DUI checkpoints in Kansas City are on their way out
Somewhat overlooked amid the drama of this years’ preposterously dysfunctional, entirely Republican-controlled Missouri legislative session is a bill that would cut funding for DUI checkpoints in the state from $20 million to $1. As in: a single dollar. As in: no more money for checkpoints from the state.
This is of particular significance for the Kansas City, Missouri, Police Department, which funds 100 percent of the checkpoints it conducts with state money.
The bill containing this language, HB 4, cleared the House and Senate last week. It is awaiting the signature of Governor Eric Greitens. KCPD is operating under the assumption that Greitens will sign it, and has begun planning accordingly.
“At this point, there are no future checkpoints planned for the rest of the year,” says KCPD Sergeant Chris Bentch, who serves as the DUI section supervisor. “Beyond that, I would say it depends on whether the legislature changes the law down the road.”
The constitutionality of checkpoints is a long-debated issue, and one The Pitch has previously covered.

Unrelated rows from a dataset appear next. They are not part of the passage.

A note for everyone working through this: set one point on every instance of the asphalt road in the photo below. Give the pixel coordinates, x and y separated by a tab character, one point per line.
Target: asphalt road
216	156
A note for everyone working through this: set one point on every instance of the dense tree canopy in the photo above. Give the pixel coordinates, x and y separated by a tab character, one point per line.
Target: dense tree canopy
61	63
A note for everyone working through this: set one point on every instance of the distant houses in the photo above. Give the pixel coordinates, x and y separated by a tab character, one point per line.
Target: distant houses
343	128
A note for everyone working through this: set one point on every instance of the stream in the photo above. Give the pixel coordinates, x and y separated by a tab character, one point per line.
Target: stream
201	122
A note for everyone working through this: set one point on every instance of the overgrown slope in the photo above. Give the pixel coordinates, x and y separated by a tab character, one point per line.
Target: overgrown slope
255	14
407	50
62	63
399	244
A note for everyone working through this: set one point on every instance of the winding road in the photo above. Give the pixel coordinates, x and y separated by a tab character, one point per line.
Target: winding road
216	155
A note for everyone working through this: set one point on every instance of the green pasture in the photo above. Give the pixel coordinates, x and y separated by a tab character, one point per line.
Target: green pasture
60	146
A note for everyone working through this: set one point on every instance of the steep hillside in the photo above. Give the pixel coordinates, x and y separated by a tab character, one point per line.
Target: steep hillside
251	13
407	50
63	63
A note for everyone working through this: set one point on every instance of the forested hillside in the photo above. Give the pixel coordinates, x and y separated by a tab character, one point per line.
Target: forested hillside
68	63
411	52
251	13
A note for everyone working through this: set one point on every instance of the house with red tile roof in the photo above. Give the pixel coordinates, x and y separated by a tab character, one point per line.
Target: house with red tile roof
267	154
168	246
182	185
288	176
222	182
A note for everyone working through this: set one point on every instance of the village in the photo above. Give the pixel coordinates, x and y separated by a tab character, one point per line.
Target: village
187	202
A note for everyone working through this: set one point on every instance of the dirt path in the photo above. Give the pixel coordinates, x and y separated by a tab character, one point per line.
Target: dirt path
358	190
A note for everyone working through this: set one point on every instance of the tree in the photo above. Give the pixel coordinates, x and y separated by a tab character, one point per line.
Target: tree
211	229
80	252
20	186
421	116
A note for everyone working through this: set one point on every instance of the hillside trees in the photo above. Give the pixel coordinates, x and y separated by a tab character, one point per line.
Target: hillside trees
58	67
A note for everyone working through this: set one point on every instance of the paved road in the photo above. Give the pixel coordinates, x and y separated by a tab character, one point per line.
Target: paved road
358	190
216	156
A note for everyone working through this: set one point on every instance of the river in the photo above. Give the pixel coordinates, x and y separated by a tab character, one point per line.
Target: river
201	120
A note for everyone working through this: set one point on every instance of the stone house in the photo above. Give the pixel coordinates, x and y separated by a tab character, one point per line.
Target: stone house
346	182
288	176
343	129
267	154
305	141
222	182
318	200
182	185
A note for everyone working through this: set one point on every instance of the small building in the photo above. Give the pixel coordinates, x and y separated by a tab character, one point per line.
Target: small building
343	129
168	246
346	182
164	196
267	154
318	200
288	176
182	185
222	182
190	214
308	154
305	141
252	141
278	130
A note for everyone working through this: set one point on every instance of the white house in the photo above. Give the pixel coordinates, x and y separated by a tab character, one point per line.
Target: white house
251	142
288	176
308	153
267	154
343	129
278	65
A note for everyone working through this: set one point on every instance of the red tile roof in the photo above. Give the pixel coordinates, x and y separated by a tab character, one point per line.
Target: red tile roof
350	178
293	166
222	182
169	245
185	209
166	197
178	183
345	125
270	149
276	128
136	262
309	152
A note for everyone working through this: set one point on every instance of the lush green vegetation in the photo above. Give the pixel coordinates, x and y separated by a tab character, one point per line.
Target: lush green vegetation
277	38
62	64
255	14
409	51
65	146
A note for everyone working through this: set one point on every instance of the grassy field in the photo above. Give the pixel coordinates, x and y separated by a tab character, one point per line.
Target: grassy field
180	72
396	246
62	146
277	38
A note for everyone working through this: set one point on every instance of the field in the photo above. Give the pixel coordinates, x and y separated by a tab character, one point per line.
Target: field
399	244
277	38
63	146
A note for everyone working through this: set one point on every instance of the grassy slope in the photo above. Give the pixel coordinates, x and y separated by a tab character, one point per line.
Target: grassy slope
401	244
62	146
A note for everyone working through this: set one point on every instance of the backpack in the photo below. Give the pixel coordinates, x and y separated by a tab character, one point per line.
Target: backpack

The sponsor of HB 4, Rep. Scott Fitzpatrick (R-Cassville), says state money would be better spent on saturation patrols. That’s when an increased number of police cars flood an area known for drunk-driving incidents. Bentch says he’s been instructed to divert remaining checkpoint funds over to saturation patrols.

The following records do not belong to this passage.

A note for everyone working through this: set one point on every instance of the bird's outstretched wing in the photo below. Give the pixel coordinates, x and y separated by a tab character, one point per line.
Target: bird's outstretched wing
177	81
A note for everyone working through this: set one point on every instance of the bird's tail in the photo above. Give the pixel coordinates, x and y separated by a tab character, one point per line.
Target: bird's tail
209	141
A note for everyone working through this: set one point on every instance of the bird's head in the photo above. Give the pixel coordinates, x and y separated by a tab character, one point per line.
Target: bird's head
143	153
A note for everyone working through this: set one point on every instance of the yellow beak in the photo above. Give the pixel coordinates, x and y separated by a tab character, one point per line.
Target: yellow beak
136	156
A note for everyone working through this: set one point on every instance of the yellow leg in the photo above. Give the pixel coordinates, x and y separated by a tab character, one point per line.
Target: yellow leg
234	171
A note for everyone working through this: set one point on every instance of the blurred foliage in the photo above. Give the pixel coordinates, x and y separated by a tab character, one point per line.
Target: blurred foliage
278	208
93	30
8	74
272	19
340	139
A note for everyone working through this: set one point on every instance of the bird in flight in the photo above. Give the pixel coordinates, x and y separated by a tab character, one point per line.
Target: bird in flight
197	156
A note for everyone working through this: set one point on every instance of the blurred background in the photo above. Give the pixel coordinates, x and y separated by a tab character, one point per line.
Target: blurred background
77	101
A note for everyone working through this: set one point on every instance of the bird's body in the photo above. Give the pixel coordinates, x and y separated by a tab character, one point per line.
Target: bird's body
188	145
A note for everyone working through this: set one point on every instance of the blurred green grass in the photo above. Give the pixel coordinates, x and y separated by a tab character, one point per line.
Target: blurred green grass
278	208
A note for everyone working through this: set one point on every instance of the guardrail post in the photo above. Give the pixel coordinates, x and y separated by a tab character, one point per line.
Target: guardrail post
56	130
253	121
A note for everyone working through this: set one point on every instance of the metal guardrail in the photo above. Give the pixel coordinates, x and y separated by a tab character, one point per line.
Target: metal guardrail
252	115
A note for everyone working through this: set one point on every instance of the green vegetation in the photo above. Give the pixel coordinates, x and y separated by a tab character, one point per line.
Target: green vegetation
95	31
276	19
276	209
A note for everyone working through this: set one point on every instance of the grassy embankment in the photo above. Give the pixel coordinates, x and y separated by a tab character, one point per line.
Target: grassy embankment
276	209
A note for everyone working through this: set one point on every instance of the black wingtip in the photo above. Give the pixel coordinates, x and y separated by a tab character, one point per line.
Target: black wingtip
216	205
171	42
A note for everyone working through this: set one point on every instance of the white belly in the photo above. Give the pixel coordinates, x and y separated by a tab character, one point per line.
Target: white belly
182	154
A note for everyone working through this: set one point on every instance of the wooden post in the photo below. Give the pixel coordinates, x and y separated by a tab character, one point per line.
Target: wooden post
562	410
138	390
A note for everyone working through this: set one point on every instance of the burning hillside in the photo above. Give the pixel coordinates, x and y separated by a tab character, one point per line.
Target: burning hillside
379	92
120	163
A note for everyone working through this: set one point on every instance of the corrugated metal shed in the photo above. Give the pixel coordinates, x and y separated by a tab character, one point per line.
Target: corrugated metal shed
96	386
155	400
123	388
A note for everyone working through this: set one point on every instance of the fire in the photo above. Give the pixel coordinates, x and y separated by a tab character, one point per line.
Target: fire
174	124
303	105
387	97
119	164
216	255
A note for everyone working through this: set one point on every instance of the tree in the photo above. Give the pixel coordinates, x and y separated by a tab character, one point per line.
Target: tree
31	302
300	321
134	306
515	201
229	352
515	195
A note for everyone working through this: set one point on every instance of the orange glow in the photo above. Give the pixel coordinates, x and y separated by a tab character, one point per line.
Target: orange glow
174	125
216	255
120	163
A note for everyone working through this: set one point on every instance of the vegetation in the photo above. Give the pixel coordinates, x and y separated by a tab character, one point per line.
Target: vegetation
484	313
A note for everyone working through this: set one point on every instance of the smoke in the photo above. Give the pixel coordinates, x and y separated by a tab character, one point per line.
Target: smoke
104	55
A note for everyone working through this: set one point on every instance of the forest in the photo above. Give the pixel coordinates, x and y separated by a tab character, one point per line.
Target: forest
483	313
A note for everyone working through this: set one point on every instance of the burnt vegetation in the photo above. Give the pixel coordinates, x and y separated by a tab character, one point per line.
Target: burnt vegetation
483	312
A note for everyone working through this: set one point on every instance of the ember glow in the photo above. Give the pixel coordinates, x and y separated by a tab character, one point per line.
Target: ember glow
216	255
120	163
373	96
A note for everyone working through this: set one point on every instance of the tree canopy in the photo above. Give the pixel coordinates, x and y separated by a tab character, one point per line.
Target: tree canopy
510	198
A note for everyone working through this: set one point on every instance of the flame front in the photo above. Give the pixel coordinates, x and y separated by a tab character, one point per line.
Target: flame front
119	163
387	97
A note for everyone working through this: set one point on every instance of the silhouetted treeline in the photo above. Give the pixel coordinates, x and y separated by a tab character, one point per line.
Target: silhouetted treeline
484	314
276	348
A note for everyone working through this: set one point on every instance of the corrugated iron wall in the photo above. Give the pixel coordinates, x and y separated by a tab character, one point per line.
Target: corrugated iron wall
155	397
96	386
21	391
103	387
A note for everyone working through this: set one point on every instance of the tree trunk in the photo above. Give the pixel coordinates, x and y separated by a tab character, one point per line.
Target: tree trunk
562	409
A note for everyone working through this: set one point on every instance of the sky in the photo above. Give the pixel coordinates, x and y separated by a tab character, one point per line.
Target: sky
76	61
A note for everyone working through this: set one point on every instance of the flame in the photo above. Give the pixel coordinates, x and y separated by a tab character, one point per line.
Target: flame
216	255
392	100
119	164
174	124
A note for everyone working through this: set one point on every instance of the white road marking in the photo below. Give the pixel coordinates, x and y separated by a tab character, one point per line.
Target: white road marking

But Bentch also says preventing drunk driving requires a multi-pronged strategy. Checkpoints serve as a deterrent effect, for one, he says. They are also more efficient.
“We got 41 drunk drivers on St. Patrick’s Day,” Bentch says. “You can’t duplicate that scale with a saturation patrol. You’re looking for a needle in a haystack, and it takes hours just to process one person. With a checkpoint, we have a whole system that streamlines the process. It’s almost like an assembly line.”
Bentch adds: “You could give me four times as much money for saturation patrols and we still wouldn’t catch as many drunk drivers.”
MADD is also, uh, mad about the legislation. It notes that checkpoints reduce drunk driving fatalities by 20 percent, according to the Centers for Disease Control and Prevention.
“Why would legislators want to eliminate a drunk driving countermeasure that clearly is working?” asks Meghan Carter, executive director of MADD Missouri, in a release.
Over on the KC DUI Checkpoints Facebook page, which alerts its largely anti-checkpoint 55,000 followers to metro-area stops, the tone took a different slant.
“Did this page just become obsolete?” one commenter asked.